Il romanzo è stato presentato giovedì scorso presso la sede della Stazione delle Idee, in via Diaz. Tra alianti – e persone – che iniziano a scomparire e bambini che “crescono” improvvisamente.

di Giada Rapa

Maurizio Cometto

Maurizio Cometto

Borgaro – Dicembre è iniziato con una curiosa e interessante presentazione di un e-book. Michele e l’Aliante Scomparso dello scrittore cuneese Maurizio Cometto, organizzata dal Circolo Letture Corsare e moderata dallo scrittore Andrea Borla. Il romanzo, autoconclusivo, ma che lascia spazio ad un’eventuale sequel, può essere considerato come fantastico, ma soprattutto di formazione. Le esperienze vissute permetteranno, infatti, al giovane Michele, protagonista della storia, di maturare e crescere dal punto di vista personale. Il racconto è ambientato in un piccolo paesino immaginario, Vallascosa, – che si ispira alla provincia di Cuneo – nel corso di un’estate degli anni ’80. Uno scenario che non può evitare di fare un parallelo tra i bambini descritti nel libro, liberi di giocare con gli amici per le vie del paese divertendosi praticamente con niente, e quelli di oggi, presi dai social network e dalla tecnologia. Uno dei punti forti dell’opera di Comello è proprio il tema della crescita: nel libro i bambini crescono all’improvviso in seguito a un rito di iniziazione definito La muta. Una crescita distorta, a cui i bambini sono costretti dalla decisione dei genitori, che porta alla “creazione” di adulti snaturati che hanno perso la loro parte infantile.

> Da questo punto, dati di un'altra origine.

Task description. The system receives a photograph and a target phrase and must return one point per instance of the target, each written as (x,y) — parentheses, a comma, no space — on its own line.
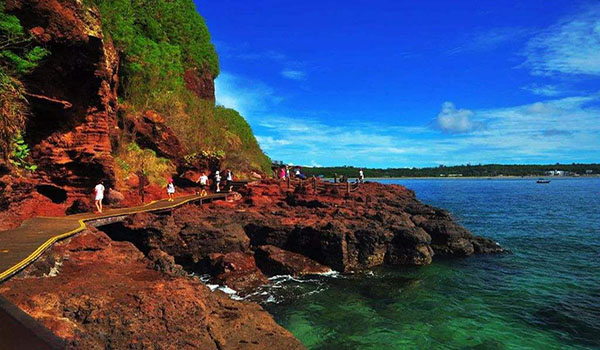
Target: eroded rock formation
(285,232)
(72,94)
(101,294)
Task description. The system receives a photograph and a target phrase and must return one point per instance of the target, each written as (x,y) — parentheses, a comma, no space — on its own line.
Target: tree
(18,56)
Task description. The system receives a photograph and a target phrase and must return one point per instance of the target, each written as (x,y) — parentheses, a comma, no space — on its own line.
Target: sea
(544,295)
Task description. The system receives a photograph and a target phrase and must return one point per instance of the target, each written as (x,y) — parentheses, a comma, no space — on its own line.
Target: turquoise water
(545,295)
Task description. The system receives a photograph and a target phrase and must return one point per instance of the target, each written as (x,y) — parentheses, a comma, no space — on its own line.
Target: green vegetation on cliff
(158,41)
(18,56)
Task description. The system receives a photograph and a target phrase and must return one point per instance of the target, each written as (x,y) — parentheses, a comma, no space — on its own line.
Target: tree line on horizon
(487,170)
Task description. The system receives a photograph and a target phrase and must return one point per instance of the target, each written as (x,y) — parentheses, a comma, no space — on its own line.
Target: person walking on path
(170,189)
(99,195)
(229,178)
(203,180)
(218,181)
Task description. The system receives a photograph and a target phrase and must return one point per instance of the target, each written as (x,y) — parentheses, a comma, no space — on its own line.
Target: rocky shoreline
(129,284)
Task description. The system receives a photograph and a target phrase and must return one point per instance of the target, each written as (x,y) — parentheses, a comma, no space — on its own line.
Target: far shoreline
(508,177)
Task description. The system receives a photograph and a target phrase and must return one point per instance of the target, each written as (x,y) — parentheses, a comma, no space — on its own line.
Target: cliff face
(72,94)
(376,225)
(201,83)
(128,286)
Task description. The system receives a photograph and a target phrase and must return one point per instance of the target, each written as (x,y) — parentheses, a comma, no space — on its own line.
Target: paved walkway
(23,245)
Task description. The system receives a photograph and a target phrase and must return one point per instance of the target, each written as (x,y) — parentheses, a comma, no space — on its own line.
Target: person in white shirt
(99,195)
(229,178)
(218,181)
(170,189)
(203,180)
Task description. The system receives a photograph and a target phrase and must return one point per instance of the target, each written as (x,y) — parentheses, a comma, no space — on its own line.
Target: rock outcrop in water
(276,230)
(101,294)
(129,286)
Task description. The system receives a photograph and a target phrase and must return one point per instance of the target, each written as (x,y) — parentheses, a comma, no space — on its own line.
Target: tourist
(203,180)
(229,178)
(218,181)
(170,189)
(299,174)
(99,195)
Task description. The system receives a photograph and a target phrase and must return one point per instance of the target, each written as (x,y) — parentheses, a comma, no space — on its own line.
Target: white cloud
(454,120)
(566,129)
(489,40)
(571,46)
(557,130)
(543,90)
(293,74)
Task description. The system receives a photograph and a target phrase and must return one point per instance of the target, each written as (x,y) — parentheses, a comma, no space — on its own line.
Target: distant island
(487,170)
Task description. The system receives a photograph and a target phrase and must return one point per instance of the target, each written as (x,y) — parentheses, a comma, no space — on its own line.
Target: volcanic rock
(151,131)
(72,94)
(375,225)
(105,294)
(275,261)
(237,271)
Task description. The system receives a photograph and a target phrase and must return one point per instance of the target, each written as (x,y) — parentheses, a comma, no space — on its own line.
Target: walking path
(23,245)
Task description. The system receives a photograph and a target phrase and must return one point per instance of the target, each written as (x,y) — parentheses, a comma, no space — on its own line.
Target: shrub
(18,56)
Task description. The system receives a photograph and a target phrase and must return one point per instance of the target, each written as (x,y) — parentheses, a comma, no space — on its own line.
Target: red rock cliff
(72,94)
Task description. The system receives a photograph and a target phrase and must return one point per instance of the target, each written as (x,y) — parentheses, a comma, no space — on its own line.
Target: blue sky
(413,83)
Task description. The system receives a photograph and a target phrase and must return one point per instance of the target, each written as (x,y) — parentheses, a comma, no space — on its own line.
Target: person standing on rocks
(203,180)
(229,178)
(170,190)
(99,195)
(218,181)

“Quella della muta è una sorta di metafora di tutti gli atteggiamenti che gli adulti cercano di imporre ai bambini, anche se non fanno parte della realtà di questi ultimi” spiega Cometto. Attraverso una serie di avventure, più o meno paurose, alla fine il protagonista diventerà adulto, ma attraverso una crescita sana e non imposta dalla muta. Un romanzo gradevole sia per adulti che per bambini, con una piacevole particolarità: nel mondo parallelo in cui i bambini si recano prima della muta, i personaggi che lo popolano – molti bambini, poche bambine e pochissimi adulti – parlano in piemontese.